The lineserver from stuffandthings

LineServer

The LineServer consists of two main componenets:

A Tomcat Servlet that serves up a line in a file
A file processor that creates an index for the file to serve

The Servlet is pretty basic, and extends the HTTPServlet class, overriding the init method to instantiate the file processor class so we can create the index upon starting the server. Since ths Tomcat Servlet doesn't exactly run as a simple command line tool and needs an xml file, we use this xml file to input any command line arguments, using sed in the run.sh script to substitute the user provided file name as a parameter to the Servlet. The doGet method uses the FileProcessor object to jump to the provided index in constant time using fille address pointer offsets stored in the index file. The status code is set to 200 and the line at the requested index is returned unless the index is out of bounds in the file, in which case the status code is set to 413 and nothing is given back to the client.

The File Processor checks to see if we already have an index for the provided file. This check is not thorough, it assumes that any test files used multiple times will not change over different runs. Supposing a fresh first time run, the file is opened and traversed linearly in order to measure the address offsets for each line. These offsets are then stored as 8 byte longs in a newly created index file. Since the given file can be more or less arbitrarily large creating this index can take some time (O(n) time to traverse the entire file, and some additional time k for all the file i/o stuff).

System Performance:

The system should perform reasonably well for the client. In other words, the client will receive the requested line with an acceptable delay. The server itself will require some time for large text files, since the first run will need to create an index for the file. This means the entire file would need to be walked through byte by byte, per line, till it sees the newline delimitter and knows to calculate the offset. The larger the file, the longer the initial index building will take. Once the server is up and running however, since we have an index file where each offset is of constant length (8 bytes) we can calculate the offset of any particular index without having to walk through the entire index file. We measure the offset in the index file by multiplying the given line number by 8 and jump directly to it using the Java RandomAccessFile seek method. This gives us the offset in the main text file at that line number, which we can now directly access using the seek method.

Performance estimates:

Assumption - each line is 32 bytes 1 GB file = 31,250,000 lines It would take O(31,250,000) + k, where k is some time constant, time to process the file. All other operations (like the doGet method and all methods called from doGet) will be some in constant time as well. We can generalize the time taken to be: O(n+k), for any number of lines n. Thus the time taken for a 10 GB or 100 GB file should be in direct linear correlation. Additionally, we can control the buffer size for opening files and make it larger for larger files giving us some additional speed.

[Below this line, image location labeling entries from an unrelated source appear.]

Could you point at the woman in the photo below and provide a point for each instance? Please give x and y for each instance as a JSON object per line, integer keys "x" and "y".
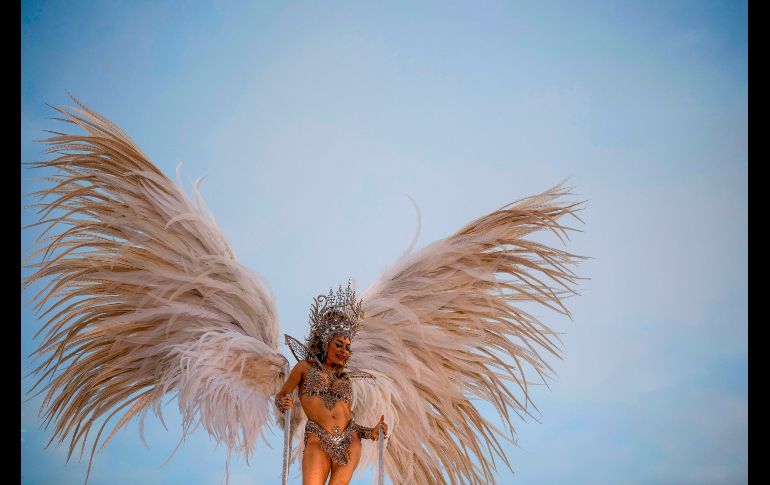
{"x": 332, "y": 437}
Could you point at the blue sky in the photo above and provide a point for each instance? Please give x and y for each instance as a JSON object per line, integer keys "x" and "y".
{"x": 312, "y": 122}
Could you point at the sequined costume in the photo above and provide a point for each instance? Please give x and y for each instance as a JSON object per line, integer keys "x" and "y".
{"x": 331, "y": 390}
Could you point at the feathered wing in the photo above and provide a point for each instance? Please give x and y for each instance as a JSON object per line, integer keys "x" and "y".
{"x": 147, "y": 299}
{"x": 445, "y": 325}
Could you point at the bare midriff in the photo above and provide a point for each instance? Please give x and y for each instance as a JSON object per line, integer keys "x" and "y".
{"x": 316, "y": 411}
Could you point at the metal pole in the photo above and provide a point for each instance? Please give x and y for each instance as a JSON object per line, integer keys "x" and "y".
{"x": 381, "y": 468}
{"x": 286, "y": 442}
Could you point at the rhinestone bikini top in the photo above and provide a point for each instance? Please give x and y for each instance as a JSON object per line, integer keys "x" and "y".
{"x": 331, "y": 389}
{"x": 336, "y": 387}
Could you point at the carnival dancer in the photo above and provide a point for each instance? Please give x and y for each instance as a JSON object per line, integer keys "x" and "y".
{"x": 145, "y": 299}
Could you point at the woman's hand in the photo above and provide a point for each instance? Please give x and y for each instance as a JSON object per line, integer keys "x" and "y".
{"x": 286, "y": 403}
{"x": 380, "y": 426}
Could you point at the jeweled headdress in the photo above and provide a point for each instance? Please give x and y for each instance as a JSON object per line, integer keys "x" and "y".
{"x": 335, "y": 314}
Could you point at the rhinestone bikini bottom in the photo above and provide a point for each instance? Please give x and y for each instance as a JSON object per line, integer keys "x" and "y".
{"x": 334, "y": 445}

Since the library I used (Tomcat HTTPServlet) to handle the web server handles multiple clients, I did not have to implement any kind of threading. Issues could arise from shared resources (like the text file and the index file), but since the requests will only be reading from these files we don't need to synchronize access to these resources or worry about race conditions. There is obvious overhead and performance degradation with an increased number of clients. I have not modified the Tomcat default load settings, and so suppose this limit is 200; after 200 concurrent requests the server will start queing up requests. With something like 1,000,000 users, the first requests to come in would be pretty fast and the last requests for take a while to serve up.

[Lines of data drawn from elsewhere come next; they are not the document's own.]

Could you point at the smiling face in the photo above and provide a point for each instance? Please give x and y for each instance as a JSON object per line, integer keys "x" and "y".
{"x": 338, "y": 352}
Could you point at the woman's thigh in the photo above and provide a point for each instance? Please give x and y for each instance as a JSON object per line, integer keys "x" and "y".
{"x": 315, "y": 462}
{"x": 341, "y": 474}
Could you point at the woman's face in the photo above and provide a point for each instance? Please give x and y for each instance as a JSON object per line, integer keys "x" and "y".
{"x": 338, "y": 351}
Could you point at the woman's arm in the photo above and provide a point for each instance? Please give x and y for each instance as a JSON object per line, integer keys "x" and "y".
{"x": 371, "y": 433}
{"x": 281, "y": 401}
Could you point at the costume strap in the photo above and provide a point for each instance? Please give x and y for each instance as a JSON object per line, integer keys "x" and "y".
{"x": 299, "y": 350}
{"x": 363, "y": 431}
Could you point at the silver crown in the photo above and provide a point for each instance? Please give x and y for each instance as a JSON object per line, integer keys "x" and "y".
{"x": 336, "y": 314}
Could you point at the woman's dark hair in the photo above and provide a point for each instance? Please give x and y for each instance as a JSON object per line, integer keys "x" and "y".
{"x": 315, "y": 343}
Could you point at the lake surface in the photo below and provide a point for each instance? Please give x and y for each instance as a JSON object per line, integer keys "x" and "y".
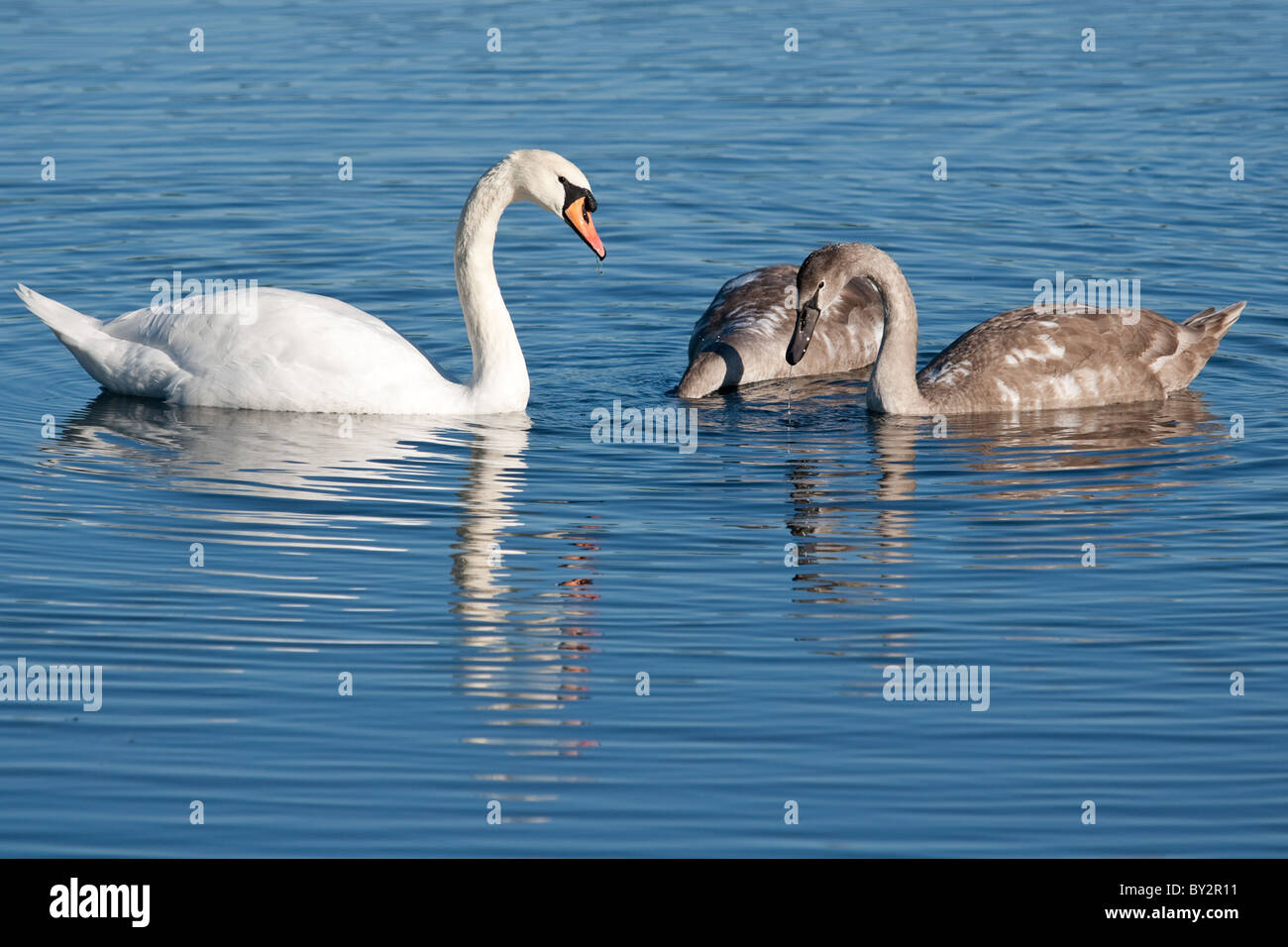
{"x": 496, "y": 586}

How this server can be improved: As mentioned above for a large number or concurrent requests there is a considerable performance cost. This can be drastically reduced by using load balancers, and having multiple servers start serving up requests after the first server load gets too much to handle for one machine. While the line retrieval performance cost is reasonably low, there is a considerable cost of opening and closing files for each request. Implementing a cache would reduce this average cost depending on how many of the clients are requesting similar lines (most of them probably want line number 42 anyway). To further optimize this system to perform on extremely large files a map-reduce framework could be implemented. Essentially, the large file could be processed into many smaller chunks. Several worker servers could each handle one of these chunks. A master server could map incoming requests to the correct worker server. Building a cache on top of this would give us a very performant server capable of enterprise level line serving. If I had unlimited more time, I would probably prioritize making small tweaks and better code quality first, and then researching existing frameworks and libraries for caching and map-reduce.